SF3RA, avec un titre qui ressemble plus à un mot de passe Wi-Fi qu’à un jeu vidéo, nous met dans la peau d’un assassin intergalactique envoyé par une mystérieuse organisation de robots tueurs sous couverture (oui, même les machines ont besoin d’une mafia). Le principe est simple : sauter, tirer, fracasser des droïdes incontrôlables et explorer des planètes un brin hostiles. Le tout alterne entre passages d’action et séquences dans un vaisseau spatial où l’on casse de l’astéroïde à coups de lasers, histoire de varier un peu la formule.

Il fait froid, ça freeze

Première surprise : c’est joli. Contrairement à la réputation “petits jeux pas chers” qu’on associe souvent à Ratalaika, SF3RA se démarque avec une 2,5D bien foutue : environnements détaillés, animations qui tiennent la route, et une ambiance visuelle qui ne pique pas les yeux. Ça change, et ça fait plaisir.

Je ne vais pas tomber

Côté gameplay, on reste dans les codes classiques : on saute de plateforme en plateforme, on tire sur tout ce qui bouge, on grimpe aux murs façon ninja en apesanteur et on ramasse des clefs pour ouvrir de nouvelles zones. La formule est simple, efficace, et franchement agréable à prendre en main. Le drone qui nous accompagne apporte une petite couche de stratégie : on peut l’améliorer pour lui faire cracher du feu, enfin… des lasers.

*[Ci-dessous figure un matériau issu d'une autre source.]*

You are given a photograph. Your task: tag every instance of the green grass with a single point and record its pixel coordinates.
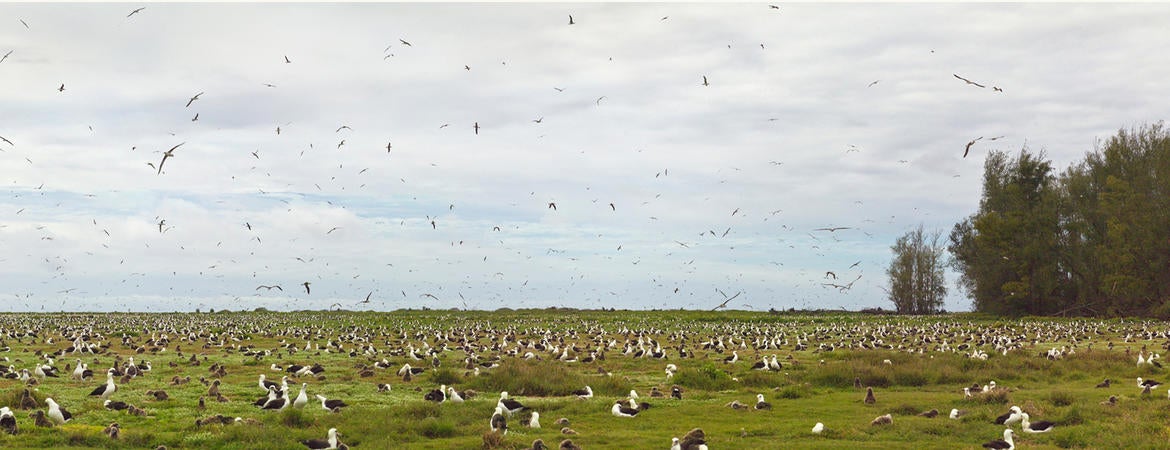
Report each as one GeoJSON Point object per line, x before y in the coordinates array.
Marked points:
{"type": "Point", "coordinates": [814, 385]}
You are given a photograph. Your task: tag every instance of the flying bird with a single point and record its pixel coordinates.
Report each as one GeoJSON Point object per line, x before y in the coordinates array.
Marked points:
{"type": "Point", "coordinates": [169, 153]}
{"type": "Point", "coordinates": [193, 99]}
{"type": "Point", "coordinates": [968, 81]}
{"type": "Point", "coordinates": [724, 304]}
{"type": "Point", "coordinates": [968, 150]}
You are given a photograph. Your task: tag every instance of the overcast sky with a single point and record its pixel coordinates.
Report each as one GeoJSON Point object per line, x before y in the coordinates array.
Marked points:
{"type": "Point", "coordinates": [668, 192]}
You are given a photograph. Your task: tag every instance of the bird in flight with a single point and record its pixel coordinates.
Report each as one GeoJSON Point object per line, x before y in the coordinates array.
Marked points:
{"type": "Point", "coordinates": [968, 81]}
{"type": "Point", "coordinates": [193, 99]}
{"type": "Point", "coordinates": [724, 304]}
{"type": "Point", "coordinates": [970, 144]}
{"type": "Point", "coordinates": [169, 153]}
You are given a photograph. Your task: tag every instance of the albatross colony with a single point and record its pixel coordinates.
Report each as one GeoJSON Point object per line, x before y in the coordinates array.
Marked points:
{"type": "Point", "coordinates": [506, 364]}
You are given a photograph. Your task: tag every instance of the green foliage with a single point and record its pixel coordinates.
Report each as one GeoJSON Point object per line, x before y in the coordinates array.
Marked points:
{"type": "Point", "coordinates": [916, 279]}
{"type": "Point", "coordinates": [445, 375]}
{"type": "Point", "coordinates": [1088, 242]}
{"type": "Point", "coordinates": [530, 378]}
{"type": "Point", "coordinates": [707, 376]}
{"type": "Point", "coordinates": [1061, 397]}
{"type": "Point", "coordinates": [434, 427]}
{"type": "Point", "coordinates": [296, 417]}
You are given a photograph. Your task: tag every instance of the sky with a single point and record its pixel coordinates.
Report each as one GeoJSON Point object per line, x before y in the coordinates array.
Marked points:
{"type": "Point", "coordinates": [646, 156]}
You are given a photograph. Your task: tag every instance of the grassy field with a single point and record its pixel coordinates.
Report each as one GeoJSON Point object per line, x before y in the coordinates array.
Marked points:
{"type": "Point", "coordinates": [821, 355]}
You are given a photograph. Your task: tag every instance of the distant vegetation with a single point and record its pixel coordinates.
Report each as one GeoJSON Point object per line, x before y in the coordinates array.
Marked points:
{"type": "Point", "coordinates": [1091, 241]}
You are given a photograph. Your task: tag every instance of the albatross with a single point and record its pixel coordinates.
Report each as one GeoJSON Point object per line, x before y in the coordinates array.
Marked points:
{"type": "Point", "coordinates": [328, 443]}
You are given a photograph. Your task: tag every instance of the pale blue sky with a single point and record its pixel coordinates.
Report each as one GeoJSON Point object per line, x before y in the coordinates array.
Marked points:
{"type": "Point", "coordinates": [792, 133]}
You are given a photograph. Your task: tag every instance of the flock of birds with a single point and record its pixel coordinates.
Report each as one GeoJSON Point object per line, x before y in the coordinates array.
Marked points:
{"type": "Point", "coordinates": [187, 346]}
{"type": "Point", "coordinates": [721, 233]}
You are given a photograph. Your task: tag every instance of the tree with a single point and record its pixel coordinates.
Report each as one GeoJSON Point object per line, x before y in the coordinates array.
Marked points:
{"type": "Point", "coordinates": [1007, 253]}
{"type": "Point", "coordinates": [916, 282]}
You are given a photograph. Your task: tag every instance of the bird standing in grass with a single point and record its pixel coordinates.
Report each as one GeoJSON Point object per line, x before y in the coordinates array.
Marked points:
{"type": "Point", "coordinates": [7, 421]}
{"type": "Point", "coordinates": [321, 444]}
{"type": "Point", "coordinates": [56, 414]}
{"type": "Point", "coordinates": [1006, 443]}
{"type": "Point", "coordinates": [301, 399]}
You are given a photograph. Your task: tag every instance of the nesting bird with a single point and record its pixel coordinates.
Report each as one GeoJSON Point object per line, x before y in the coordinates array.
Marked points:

Les niveaux sont bien pensés avec une carte complète qui évite de tourner en rond comme une mouche dans un bocal. On explore cinq zones différentes, chacune avec ses salles secrètes planquées pour les plus curieux, et cinq boss attendent patiemment de se faire démonter. Pas une révolution, mais ça fait le job.

On se croirait dans les pyramides

La bande-son mérite aussi une mention : pas inoubliable, mais suffisamment rythmée pour accompagner vos fusillades spatiales sans donner envie de couper le son au bout de cinq minutes.

Mais voilà… il y a LE problème. Chaque fois que votre personnage se fait toucher, le jeu freeze un court instant. Pas une petite micro-secousse pour vous rappeler que vous avez mal, non, un vrai “lag” qui flingue le rythme. Résultat : les combats contre les ennemis et surtout les boss perdent de leur intensité. On passe de “plateformer nerveux” à “pause café involontaire” en une fraction de seconde. Et c’est dommage, parce que SF3RA avait vraiment de bons arguments pour séduire.

En conclusion, SF3RA est un jeu de plateforme action plutôt surprenant avec des graphismes très corrects pour le genre. Mais entre deux beaux décors et quelques bonnes idées, on se tape aussi de nombreux freezes qui gâchent le plaisir. Ça reste sympa tout de même, surtout si vous avez un faible pour les robots intergalactiques et que vous savez être patient.